KANO, Nigeria (Reuters) - Two Nigerian policeman were killed on Monday at a checkpoint in northern Kano state by suspected militants from the Islamist sect Boko Haram, the government said.
After a surge in violence around the turn of the year, there have been fewer attacks by the Islamist militants, although they remain the biggest security threat to Africa’s top oil producer.
Captain Ikedichi Iwewha, spokesman for joint military and police forces in Kano, confirmed the checkpoint attack and said two civilians who were praying by the roadside were wounded.
“They numbered over five and opened fire on police. Two people are being treated for gunshot wounds,” he said, adding that two militants were also wounded but managed to flee.
Boko Haram, based loosely on the Afghan Taliban, killed hundreds last year in a campaign to impose sharia, or Islamic law, on Nigeria, a country of more than 160 million people split roughly equally between Christians and Muslims.
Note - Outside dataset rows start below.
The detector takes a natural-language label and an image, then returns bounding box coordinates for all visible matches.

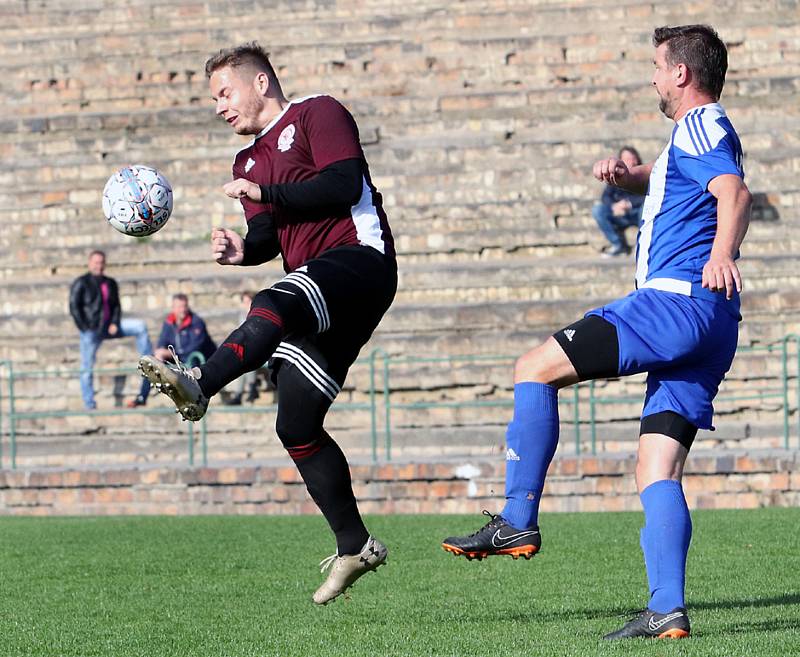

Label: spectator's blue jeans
[592,203,642,249]
[80,319,153,410]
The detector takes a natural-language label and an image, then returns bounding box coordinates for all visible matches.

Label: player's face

Boko Haram’s violence remains focused mostly on security forces in the northeast, although its attacks have spread across the north and to the capital Abuja.
Lieutenant Colonel Sagir Musa said a senior Boko Haram commander, Mohammed Zingina, was captured on Sunday in Maiduguri in the northeast, where the sect’s headquarters lie. The government blames Zingina for several suicide bombings.
The government has promised rewards for information on some Boko Haram members that could lead to their arrest. In Zingina’s case the bounty offered was 25 million naira ($160,000). ($1 = 156.4250 naira)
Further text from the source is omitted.